The options for `result` are `repr` or `logits`.
`--include` specifies what embeddings to save. You can use the following:
- `per_tok` includes the full sequence, with an embedding per amino acid (seq_len x hidden_dim).
- `mean` includes the embeddings averaged over the full sequence, per layer (only valid for representations).
- `logp` computes the average log probability per sequence and stores it in a csv (only valid for logits).

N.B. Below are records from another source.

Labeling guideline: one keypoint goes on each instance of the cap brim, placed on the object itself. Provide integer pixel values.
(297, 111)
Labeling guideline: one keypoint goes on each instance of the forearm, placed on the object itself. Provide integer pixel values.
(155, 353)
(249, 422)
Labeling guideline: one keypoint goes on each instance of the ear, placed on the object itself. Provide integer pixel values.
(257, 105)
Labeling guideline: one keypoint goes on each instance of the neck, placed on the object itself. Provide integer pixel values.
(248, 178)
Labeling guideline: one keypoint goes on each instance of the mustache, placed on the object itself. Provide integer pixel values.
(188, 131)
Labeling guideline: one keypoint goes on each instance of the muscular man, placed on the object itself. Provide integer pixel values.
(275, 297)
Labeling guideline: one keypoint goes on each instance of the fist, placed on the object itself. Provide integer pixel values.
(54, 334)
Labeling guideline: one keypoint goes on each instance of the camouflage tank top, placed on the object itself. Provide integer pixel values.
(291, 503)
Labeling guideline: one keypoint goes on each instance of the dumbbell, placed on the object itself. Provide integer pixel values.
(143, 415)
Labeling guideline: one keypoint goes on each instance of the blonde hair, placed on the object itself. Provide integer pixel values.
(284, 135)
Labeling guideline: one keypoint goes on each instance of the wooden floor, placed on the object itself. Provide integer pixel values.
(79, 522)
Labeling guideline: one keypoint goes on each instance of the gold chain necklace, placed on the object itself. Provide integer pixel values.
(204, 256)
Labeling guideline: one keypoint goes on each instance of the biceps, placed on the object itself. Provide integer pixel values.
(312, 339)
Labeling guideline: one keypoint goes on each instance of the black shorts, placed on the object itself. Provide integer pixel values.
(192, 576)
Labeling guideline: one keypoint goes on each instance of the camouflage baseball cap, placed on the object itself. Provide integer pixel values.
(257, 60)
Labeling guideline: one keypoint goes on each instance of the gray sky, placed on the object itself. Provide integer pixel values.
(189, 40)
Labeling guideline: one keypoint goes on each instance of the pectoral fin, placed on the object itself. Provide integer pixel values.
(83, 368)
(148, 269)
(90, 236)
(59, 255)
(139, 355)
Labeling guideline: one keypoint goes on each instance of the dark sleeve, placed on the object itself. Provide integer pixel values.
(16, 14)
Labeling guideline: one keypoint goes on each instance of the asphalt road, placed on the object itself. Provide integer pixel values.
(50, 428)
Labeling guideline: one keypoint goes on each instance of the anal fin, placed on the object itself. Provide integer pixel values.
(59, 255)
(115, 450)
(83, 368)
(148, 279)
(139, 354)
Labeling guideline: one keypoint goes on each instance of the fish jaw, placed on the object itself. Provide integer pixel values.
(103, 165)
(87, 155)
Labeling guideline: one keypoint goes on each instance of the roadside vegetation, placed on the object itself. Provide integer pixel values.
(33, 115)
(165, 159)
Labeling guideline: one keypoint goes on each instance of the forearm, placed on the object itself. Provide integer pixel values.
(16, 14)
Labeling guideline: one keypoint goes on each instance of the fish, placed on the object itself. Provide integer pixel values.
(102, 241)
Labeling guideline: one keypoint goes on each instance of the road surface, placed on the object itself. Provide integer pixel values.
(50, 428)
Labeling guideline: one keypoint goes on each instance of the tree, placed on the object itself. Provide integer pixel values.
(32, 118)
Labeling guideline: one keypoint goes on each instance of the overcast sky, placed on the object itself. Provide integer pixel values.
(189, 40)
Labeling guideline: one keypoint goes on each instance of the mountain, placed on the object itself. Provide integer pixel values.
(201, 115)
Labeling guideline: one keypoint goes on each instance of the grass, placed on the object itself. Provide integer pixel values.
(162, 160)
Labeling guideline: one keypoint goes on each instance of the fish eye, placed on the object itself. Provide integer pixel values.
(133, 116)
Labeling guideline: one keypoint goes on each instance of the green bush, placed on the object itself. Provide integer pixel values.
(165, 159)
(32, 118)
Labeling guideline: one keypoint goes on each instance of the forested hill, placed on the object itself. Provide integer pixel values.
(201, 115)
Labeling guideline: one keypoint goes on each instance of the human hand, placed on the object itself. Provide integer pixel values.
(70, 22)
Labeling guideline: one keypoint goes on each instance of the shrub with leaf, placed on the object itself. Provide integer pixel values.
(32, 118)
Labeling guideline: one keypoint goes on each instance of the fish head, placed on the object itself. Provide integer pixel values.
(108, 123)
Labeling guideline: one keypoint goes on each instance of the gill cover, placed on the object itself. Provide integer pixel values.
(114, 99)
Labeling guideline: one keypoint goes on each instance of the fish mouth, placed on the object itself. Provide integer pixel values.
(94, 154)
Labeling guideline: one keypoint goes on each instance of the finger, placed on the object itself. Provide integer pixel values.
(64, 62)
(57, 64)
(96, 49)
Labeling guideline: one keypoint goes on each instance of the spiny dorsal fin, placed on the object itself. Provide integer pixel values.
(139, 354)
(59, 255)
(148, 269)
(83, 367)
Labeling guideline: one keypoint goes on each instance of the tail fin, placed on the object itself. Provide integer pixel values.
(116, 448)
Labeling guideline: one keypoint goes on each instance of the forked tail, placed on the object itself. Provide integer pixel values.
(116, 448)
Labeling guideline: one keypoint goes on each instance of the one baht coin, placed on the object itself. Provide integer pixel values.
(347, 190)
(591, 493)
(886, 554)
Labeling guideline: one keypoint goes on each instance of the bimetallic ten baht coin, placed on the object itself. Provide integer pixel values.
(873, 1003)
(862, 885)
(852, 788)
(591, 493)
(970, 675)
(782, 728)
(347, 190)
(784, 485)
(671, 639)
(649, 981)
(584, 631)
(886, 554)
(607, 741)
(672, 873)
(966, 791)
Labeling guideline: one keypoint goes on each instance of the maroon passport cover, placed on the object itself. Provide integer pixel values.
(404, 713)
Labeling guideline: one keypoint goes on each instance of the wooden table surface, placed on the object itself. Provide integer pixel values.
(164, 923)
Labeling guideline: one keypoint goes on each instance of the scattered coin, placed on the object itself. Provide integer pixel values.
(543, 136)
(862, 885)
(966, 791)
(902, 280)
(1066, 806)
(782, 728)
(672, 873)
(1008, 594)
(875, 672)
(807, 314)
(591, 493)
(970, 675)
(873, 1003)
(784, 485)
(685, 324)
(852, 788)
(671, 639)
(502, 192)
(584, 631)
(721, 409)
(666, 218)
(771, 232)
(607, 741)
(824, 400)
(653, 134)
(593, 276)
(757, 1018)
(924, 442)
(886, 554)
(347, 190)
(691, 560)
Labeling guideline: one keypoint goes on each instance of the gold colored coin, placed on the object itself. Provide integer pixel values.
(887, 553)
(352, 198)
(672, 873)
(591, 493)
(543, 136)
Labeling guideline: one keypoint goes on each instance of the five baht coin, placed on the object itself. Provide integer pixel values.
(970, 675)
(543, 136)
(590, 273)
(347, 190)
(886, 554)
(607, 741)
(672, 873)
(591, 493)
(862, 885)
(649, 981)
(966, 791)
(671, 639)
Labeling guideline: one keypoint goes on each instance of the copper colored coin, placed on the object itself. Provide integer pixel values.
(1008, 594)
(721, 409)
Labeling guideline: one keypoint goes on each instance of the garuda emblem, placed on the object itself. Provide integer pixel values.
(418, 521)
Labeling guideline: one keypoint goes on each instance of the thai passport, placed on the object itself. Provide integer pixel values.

`scripts/extract.py` also has a `--device` flags. For example, to use GPU 2 on a multi-GPU machine, pass `--device cuda:2`. The default is to use `cpu` if cuda is not detected or `cuda:0` if cuda is detected.
## Biosynthetic gene cluster CARP (BiGCARP)
We make available pretrained CNN Pfam domain masked language models of BGCs. All of these have a ByteNet encoder architecture and are pretrained on antiSMASH using the same masked language modeling task as in BERT and ESM-1b.